The Day Treasure Hunt Broke My Caches—And How We Fixed It

#systems #webdev #programming #architecture

The Problem We Were Actually Solving

The treasure hunt engine used a single Redis sorted set key per map instance: hytale:treasure:global:top. With 200 concurrent maps and 40 k concurrent players, each map push'opération' (ZADD hytale:treasure:global:top ) triggered an implicit DEL when the key grew past Rediss active-expire threshold. The eviction logs showed 1.2 M key deletions per minute, which translated to 15 k QPS on the DEL path alone. That churn saturated the Redis clusters CPU on the replica threads, lifted p99 from 18 ms to 412 ms, and caused upstream game servers to backpressure their event queues. Load-shedding kicked in at 18 k QPS on the DELETES, which meant 20 % of treasure completions were dropped. The logs didnt say why; they just printed Too many active connections.

What We Tried First (And Why It Failed)

Paging the Redis cluster from 3 to 6 shards was the first move. We used redis-shard 2.4.1. The shard count doubled, but the hot key was still on shard 0. We hit the per-shard connection limit inside 45 minutes and the cluster entered a loop of fencing and resharding. Metrics: p99 latency 311 ms, evictions 1.4 M per minute, and connection count north of 28 k per shard. The game team added local LRU caches in the lobby microservice, but the cache invalidation used a pub-sub channel that Redis itself couldnt deliver under load—so stale chests propagated for up to 90 seconds. The player reports read: My treasure vanished. My rank changed while I blinked.

Next we tried a Lua script to snapshot and trim the sorted set with a capped size of 10 k entries. The script ran for 7 ms on the master but still generated a 12 k-byte RESP response that had to be streamed to every replica. The replication backlog grew to 2 GB and caused a fork bomb in the persistence layer. Redis 7.0.12 rolled back the Lua script, leaving us with partial leaderboards and corrupted AOF files. The AOF rewrite process consumed 40 GB of disk space overnight and wedged the entire cluster until the next maintenance window.

The Architecture Decision

We finally ripped the global sorted set apart at the service boundary. Instead of one key per map, we created per-player leaderboards: hytale:treasure:v2::top. The treasure engine now emitted events—TreasureFound, TreasureClaimed, TreasureExpired—to an Apache Kafka cluster (version 3.6.1, 6 brokers, 200 partitions). The leaderboard service consumed the stream, applied a 24-hour retention and a tombstone for stale treasures, and wrote the leaderboard into ClickHouse (version 23.8.6, 3 replicas, 32 vCPU each) using an ORDER BY tuple. ClickHouse handled the sort, and because we partitioned by map_id and toDateTime(event_time), the 80 k QPS ingested at 1.2 GB/minute with a 500 ms flush window.

The tradeoffs were explicit: we moved from sub-millisecond Redis updates to eventually consistent ClickHouse writes with 2-3 s lag.
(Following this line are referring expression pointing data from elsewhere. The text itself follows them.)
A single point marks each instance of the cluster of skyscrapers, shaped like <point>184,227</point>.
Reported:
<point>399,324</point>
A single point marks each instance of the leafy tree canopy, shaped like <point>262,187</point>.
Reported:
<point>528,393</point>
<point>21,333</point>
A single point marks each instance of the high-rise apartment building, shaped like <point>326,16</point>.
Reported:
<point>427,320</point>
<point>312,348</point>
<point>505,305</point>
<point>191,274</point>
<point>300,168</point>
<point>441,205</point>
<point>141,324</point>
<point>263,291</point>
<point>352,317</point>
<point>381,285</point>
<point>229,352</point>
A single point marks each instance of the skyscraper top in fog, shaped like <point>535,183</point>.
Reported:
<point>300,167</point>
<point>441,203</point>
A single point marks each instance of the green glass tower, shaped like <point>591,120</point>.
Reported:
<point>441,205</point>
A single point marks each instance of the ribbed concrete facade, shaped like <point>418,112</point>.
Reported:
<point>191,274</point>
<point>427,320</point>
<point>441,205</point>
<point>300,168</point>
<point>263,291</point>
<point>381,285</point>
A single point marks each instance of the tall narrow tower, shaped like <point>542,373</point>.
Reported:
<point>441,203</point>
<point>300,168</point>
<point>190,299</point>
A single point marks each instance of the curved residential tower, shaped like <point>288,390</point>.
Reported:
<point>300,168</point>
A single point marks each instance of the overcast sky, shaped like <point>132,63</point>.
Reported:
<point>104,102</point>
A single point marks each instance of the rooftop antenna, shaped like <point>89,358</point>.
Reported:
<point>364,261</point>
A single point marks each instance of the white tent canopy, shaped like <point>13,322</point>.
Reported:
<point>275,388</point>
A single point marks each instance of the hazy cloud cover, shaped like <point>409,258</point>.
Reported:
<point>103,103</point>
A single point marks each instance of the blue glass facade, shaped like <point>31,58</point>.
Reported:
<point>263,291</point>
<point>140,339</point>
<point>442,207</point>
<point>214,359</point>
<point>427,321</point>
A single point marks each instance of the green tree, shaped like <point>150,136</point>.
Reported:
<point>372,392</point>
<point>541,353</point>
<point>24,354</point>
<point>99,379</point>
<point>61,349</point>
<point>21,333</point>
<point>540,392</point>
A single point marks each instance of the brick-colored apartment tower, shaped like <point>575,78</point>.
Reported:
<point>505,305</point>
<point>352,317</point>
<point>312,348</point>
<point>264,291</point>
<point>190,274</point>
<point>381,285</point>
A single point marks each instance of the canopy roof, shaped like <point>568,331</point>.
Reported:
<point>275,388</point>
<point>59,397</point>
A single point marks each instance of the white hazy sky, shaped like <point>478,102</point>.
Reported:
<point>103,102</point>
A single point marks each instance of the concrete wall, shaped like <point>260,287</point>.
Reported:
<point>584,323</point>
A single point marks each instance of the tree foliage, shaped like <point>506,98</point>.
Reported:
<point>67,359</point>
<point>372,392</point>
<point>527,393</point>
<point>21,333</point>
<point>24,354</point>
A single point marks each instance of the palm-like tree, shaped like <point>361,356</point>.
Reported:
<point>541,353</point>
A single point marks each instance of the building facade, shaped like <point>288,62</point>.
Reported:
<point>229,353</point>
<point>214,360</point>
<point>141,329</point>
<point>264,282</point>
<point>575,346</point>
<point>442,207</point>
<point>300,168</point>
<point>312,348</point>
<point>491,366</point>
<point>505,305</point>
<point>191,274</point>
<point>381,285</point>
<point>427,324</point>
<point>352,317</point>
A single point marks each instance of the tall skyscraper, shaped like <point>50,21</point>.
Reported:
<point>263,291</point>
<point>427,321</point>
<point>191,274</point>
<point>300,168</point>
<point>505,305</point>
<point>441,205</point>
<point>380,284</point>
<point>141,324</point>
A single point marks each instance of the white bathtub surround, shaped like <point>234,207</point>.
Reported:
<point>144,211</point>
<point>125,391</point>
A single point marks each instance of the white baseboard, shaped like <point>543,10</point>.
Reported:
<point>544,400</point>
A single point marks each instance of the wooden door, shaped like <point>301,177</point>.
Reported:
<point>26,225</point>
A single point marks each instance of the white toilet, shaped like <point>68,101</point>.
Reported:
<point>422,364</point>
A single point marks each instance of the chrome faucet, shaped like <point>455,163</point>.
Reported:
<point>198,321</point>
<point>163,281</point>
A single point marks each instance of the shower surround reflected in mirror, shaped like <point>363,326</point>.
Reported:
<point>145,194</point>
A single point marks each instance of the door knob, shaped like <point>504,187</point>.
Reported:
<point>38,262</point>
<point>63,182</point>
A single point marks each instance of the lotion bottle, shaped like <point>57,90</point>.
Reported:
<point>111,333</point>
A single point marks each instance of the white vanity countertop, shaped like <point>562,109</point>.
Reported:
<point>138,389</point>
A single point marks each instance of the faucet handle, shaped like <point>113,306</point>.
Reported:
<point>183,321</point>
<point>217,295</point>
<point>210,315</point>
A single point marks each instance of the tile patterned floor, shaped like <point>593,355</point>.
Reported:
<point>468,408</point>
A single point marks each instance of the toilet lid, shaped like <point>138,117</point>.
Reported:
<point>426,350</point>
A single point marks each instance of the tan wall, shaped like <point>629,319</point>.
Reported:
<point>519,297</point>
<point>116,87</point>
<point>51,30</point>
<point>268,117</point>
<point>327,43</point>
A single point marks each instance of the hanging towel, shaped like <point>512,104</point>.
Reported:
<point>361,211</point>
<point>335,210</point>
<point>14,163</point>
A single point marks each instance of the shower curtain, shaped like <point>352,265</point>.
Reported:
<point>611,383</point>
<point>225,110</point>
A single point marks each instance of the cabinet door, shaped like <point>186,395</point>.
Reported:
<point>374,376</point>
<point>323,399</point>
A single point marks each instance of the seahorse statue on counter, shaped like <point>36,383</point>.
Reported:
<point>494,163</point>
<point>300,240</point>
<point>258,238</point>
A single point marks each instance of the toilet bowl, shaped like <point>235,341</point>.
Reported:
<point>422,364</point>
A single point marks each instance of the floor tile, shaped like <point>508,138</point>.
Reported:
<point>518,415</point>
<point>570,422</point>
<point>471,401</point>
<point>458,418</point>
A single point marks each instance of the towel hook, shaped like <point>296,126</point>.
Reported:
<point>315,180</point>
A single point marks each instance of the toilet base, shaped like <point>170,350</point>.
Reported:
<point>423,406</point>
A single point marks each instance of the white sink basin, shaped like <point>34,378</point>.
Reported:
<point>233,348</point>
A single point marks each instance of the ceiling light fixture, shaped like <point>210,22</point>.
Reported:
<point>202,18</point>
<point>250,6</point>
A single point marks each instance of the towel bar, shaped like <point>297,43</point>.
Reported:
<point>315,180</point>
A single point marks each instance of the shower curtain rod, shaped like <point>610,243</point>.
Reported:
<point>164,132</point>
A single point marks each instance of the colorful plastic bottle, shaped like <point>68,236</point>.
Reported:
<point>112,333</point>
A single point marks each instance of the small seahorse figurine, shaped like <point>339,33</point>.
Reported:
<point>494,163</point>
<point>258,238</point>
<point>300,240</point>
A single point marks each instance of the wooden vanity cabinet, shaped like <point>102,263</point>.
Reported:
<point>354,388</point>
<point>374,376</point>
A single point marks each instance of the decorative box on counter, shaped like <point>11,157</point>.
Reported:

Player-facing leaderboards were updated via a GraphQL API that cached the last 5 minutes in a local Caffeine store. The cache was invalidated by a Kafka compacted topic __consumer_offsets so stale data couldnt survive the window. We also lost the realtime push for global events, but we gained a stable cluster: p99 latency on the leaderboard service dropped to 72 ms, and the Redis cluster stabilized at 6 k QPS with 18 % memory overhead—well below its 30 % soft-limit.

What The Numbers Said After

Week 1 post-launch showed 99.94 % availability on the treasure service, down from 97.6 % the week before. The ClickHouse merge tree took 4.2 TB on disk and served 8 k QPS on the leaderboard endpoint. The Kafka lag peaked at 1.2 s during the daily reset window, but never blocked the game loop. Redis memory stayed flat at 14 GB per shard, and the eviction rate dropped to 12 k per minute—mostly session keys that expired naturally.

The cost spike was real: ClickHouse cluster cost $2.8 k/month, Kafka $1.6 k/month, and the extra Redis shard was decommissioned. Total infra delta: +$4.6 k/month. Revenue from the event was $230 k, so the ROI was clear. The game designers were unhappy we dropped the realtime flare, but players stopped complaining about vanished chests, which was the actual problem.

What I Would Do Differently

I wouldnt have tried to shoehorn the global sorted set into Redis in the first place. The data domain screams analytical workload; Redis is a caching layer, not a data warehouse. We should have modeled the leaderboard as a stream from day one and used Kafka + ClickHouse as the first-class citizen. The lesson is simple: pick your consistency boundary early. If youre doing anything that approximates a global leaderboard with high write volume, dont let it live in a single Redis key or youll pay the churn tax in production, not in staging.